The selectors are effectively selecting in the memory order I see, so a selector value of 1 selects the [1] component. (In my LE, I stuffed the content of the __m128 with the array slot as part of a test to wrap my head around this.

So that's actually completely logical, as long as you understand that _MM_SHUFFLE's four arguments come in as bit-value positions, which are always written "backward" on a little endian machine. Naively, I would have reversed the macro order (and there's nothing stopping a programmer from creating a "backward" shuffle macro that reads in "array component" order). While this wouldn't be an issue on a big endian machine, the order of everything would mismatch memory - it's sort of nice that component 0 sits in the low order bits. Really what we need to do is read from right to left!

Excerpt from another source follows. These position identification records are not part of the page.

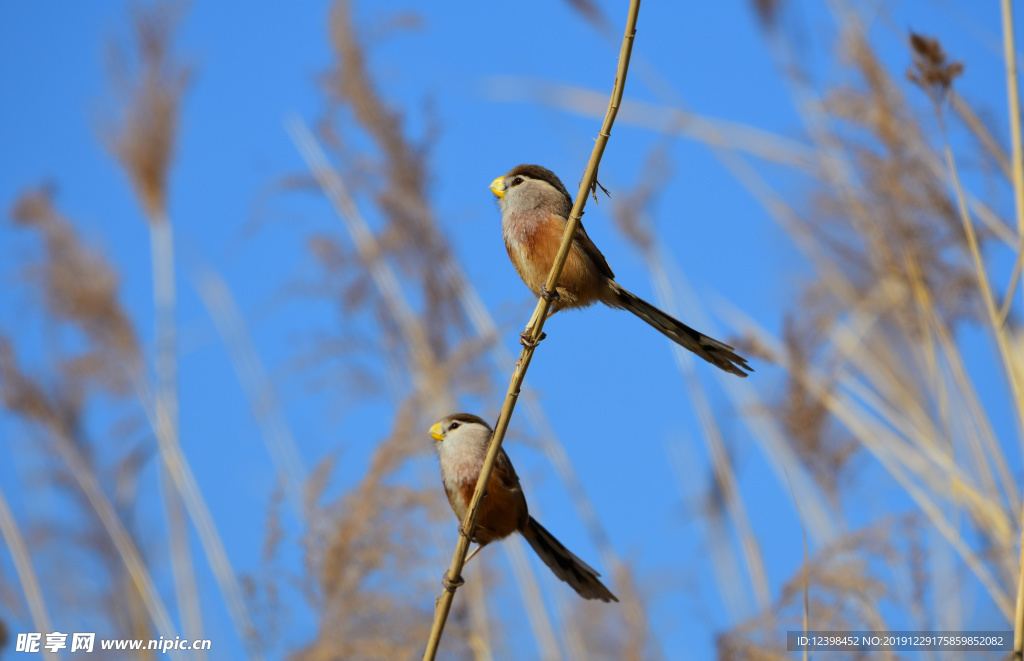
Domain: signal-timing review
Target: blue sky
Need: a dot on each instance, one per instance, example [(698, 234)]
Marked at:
[(257, 64)]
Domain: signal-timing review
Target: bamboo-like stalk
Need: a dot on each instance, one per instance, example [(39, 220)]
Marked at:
[(534, 331), (140, 576), (1019, 613), (1013, 100), (278, 436), (166, 371), (26, 574)]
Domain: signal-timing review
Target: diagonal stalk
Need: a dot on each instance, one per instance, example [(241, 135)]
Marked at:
[(534, 331)]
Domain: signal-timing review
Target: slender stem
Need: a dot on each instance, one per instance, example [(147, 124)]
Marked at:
[(1019, 615), (26, 573), (534, 329), (166, 367), (1013, 98)]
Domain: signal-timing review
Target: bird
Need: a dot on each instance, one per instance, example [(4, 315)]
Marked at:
[(535, 208), (462, 441)]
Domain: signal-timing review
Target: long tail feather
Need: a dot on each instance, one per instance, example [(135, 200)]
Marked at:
[(564, 564), (717, 353)]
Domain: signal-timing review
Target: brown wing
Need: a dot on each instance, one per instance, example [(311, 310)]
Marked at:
[(584, 243)]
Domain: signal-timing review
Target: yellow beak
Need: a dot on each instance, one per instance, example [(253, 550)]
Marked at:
[(498, 186)]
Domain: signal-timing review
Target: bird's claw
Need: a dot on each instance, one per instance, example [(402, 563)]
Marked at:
[(524, 339), (452, 585), (549, 296)]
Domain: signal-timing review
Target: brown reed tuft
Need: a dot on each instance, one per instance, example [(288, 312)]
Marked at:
[(151, 83)]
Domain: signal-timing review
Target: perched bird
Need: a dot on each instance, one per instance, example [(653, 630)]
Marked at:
[(462, 444), (535, 210)]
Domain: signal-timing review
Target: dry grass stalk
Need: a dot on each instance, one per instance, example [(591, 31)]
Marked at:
[(80, 292), (534, 331), (14, 541)]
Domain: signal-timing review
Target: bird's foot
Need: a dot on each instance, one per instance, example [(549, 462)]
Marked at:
[(524, 339), (452, 585), (549, 296)]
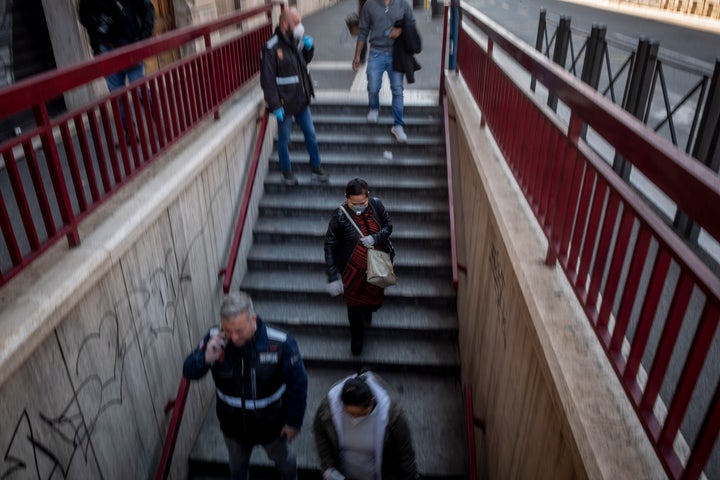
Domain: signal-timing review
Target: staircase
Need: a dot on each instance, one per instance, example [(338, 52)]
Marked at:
[(412, 342)]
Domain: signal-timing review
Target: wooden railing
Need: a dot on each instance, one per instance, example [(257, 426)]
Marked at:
[(89, 146), (634, 277)]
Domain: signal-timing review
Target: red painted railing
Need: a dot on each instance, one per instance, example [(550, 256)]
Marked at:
[(88, 143), (178, 408), (629, 270)]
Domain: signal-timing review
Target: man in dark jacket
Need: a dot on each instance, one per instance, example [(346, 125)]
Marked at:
[(361, 432), (115, 23), (288, 89), (261, 385)]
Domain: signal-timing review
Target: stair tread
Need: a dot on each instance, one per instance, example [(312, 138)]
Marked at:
[(313, 282), (371, 138), (376, 180), (421, 396), (402, 229), (412, 256), (329, 203), (401, 158)]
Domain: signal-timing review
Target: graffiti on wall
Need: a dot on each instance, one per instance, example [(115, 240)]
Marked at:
[(53, 445)]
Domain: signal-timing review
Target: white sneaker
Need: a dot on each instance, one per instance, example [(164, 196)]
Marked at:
[(399, 133)]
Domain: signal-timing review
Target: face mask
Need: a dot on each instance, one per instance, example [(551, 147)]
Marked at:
[(355, 421), (298, 32)]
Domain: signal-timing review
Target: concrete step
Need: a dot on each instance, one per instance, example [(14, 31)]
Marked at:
[(292, 204), (266, 255), (381, 184), (433, 405), (332, 314), (414, 125), (311, 229), (369, 143), (313, 283), (362, 161), (346, 109)]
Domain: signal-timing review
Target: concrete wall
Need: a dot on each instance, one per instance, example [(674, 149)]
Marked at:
[(92, 339), (552, 405)]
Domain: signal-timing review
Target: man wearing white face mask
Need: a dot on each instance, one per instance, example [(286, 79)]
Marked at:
[(288, 89), (361, 432)]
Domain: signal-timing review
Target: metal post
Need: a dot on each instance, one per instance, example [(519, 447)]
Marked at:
[(705, 148), (637, 90), (42, 120), (542, 30), (563, 36), (592, 65), (454, 32)]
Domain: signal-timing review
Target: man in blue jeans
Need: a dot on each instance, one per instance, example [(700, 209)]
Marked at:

So I thought I had my head around things, until I looked at the contents of %xmm0. The shuffle code gets implemented in GDB (optimizer off) like this:
movaps %-0x48(%ebp),%xmm0shufps \$0xfd,-0x48(%ebp),%xmm0movaps %xmm0,-0x28(%ebp)
If you speak x86, that's like "see spot run", but for those who don't:
• %ebp is the stack frame pointer on OS X; with the optimizer off my local __m128 variables have been given aligned storage below the frame pointer as part of the function they sit in. -0x48 is the offset for aa and -0x28 is the offset for cc.
• This is GCC disassembly, so the destination is on the right.
• SSE operations typically work as src op dst -> dst.
• So this code loads aa into %xmm0, shuffles it with itself from memory (the results stay in %xmm0), then write %xmm0 back to cc.
We can step through in assembly and look at %xmm0 before and after the shuffle. And what I see is...well, it sort of makes sense.

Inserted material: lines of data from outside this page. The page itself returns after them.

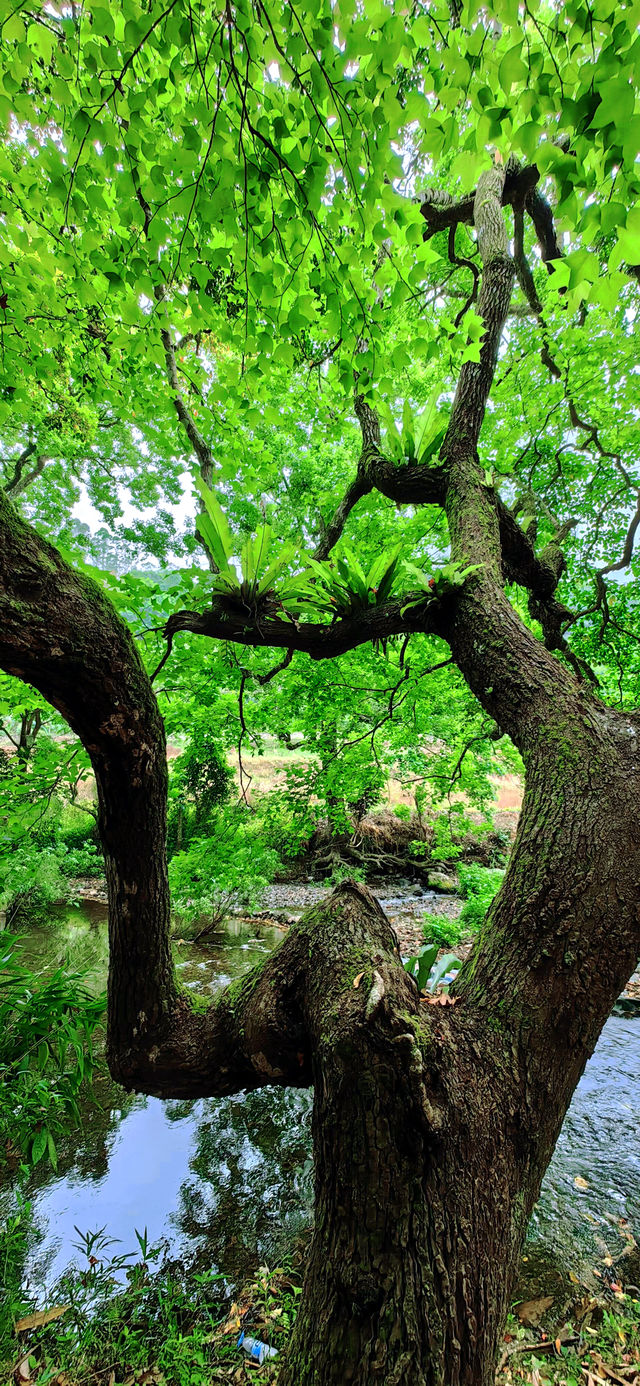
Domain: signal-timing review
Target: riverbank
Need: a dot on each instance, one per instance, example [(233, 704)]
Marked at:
[(166, 1331)]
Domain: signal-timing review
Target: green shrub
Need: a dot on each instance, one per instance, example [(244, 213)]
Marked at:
[(478, 886), (443, 932), (200, 782), (46, 1054), (227, 868)]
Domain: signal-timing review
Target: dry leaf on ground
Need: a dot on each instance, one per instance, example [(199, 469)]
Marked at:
[(45, 1316)]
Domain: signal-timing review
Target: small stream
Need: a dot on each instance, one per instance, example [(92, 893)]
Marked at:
[(227, 1182)]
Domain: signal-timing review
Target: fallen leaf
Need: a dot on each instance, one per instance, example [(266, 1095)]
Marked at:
[(610, 1371), (45, 1316), (531, 1311)]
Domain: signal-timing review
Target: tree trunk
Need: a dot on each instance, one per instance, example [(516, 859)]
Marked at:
[(432, 1123)]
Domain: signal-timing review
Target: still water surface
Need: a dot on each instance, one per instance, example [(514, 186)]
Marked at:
[(226, 1182)]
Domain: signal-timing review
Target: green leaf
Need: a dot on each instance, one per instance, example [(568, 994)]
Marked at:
[(448, 963)]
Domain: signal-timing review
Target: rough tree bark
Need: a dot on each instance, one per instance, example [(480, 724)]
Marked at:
[(432, 1124)]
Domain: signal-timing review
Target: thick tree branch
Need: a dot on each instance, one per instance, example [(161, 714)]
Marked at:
[(60, 634), (441, 211), (320, 642)]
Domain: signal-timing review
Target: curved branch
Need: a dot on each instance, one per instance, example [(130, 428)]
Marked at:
[(319, 641)]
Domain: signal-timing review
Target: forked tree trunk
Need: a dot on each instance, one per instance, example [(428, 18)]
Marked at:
[(432, 1124)]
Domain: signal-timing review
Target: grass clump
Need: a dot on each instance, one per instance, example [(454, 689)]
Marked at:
[(140, 1318)]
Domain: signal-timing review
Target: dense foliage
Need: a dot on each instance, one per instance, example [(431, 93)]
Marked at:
[(319, 325)]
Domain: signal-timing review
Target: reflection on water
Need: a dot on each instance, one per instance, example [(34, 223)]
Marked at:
[(227, 1181)]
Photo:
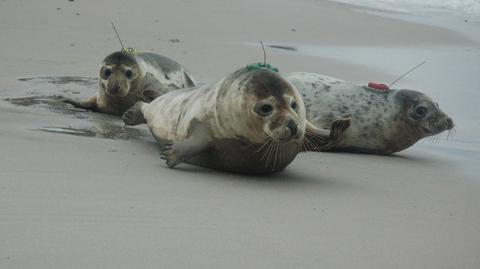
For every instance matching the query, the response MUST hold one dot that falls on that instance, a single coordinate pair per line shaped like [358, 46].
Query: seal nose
[449, 123]
[115, 88]
[292, 126]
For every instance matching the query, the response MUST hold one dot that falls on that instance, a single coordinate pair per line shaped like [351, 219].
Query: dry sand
[102, 198]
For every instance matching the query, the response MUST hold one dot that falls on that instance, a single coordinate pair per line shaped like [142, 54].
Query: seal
[128, 76]
[384, 121]
[251, 122]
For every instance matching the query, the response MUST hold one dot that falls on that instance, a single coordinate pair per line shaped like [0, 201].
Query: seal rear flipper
[89, 104]
[317, 139]
[150, 95]
[134, 115]
[198, 142]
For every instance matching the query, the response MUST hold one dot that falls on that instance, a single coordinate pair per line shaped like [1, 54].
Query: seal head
[119, 73]
[423, 117]
[259, 105]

When viewed as a 128 bit integer in the debugger, %xmm0 contains:
128i: 0000803f 00004040 00004040 00004040
4x32i: 40400000 40400000 40400000 3f800000
16x8i: 40 40 00 00 40 40 00 00 40 40 00 00 3f 80 00 00
4x32f: 3.0 3.0 3.0 1.0
The memory for CC contains this byte string:
00 00 80 3f 00 00 40 40 00 00 40 40 00 00 40 40
I spent about 15 minutes trying to understand what the hell I was looking at, but then took a step back: if a tree falls in a forest and no one can see the trunk without writing it ot to memory, who cares? I wrote some code to do unpacks and low-high moves and sure enough, completely consistent behavior. If you treat an __m128 as an array of four floats, unpack_lo_ps(a,b), for example, gives you { a[0], b[0], a[1], b[1] }.

So what have I learned? Well, if you look at an Intel SSE diagram like this, my conclusion is: component 0 is the same as the low bits in memory, which is the same as the first item of an array. The fact that it is drawn on the right side of the diagram is an artifact of our left-to-right way of writing place-value numbers. (I can only speculate that Intel's Israeli design team must find these diagrams even more byzantine.)

* This is because until now in the X-Plane 10 development cycle, we haven't needed it - X-Plane 10 is the first build to do a fair amount of "uniform" transform on the CPU. If anything that's a step back, because we really should be doing that kind of thing on the GPU.

#### 1 comment:

1. It helps to look at vector shifts to understand that vectors have their highest numbered elements on the left. _mm_srli_epi64 (aka PSRLQ, logical right-shift) shifts bits towards the bottom of element 0. Similarly, _mm_bsrli_si128 (PSRLDQ) right-shifts bytes, shifting in zeros starting with byte 15. This is just like integers: left shift multiplies by two regardless of the endianness in memory. So it can help to think of vectors as [ D C B A ] or similar when writing comments to track data movement.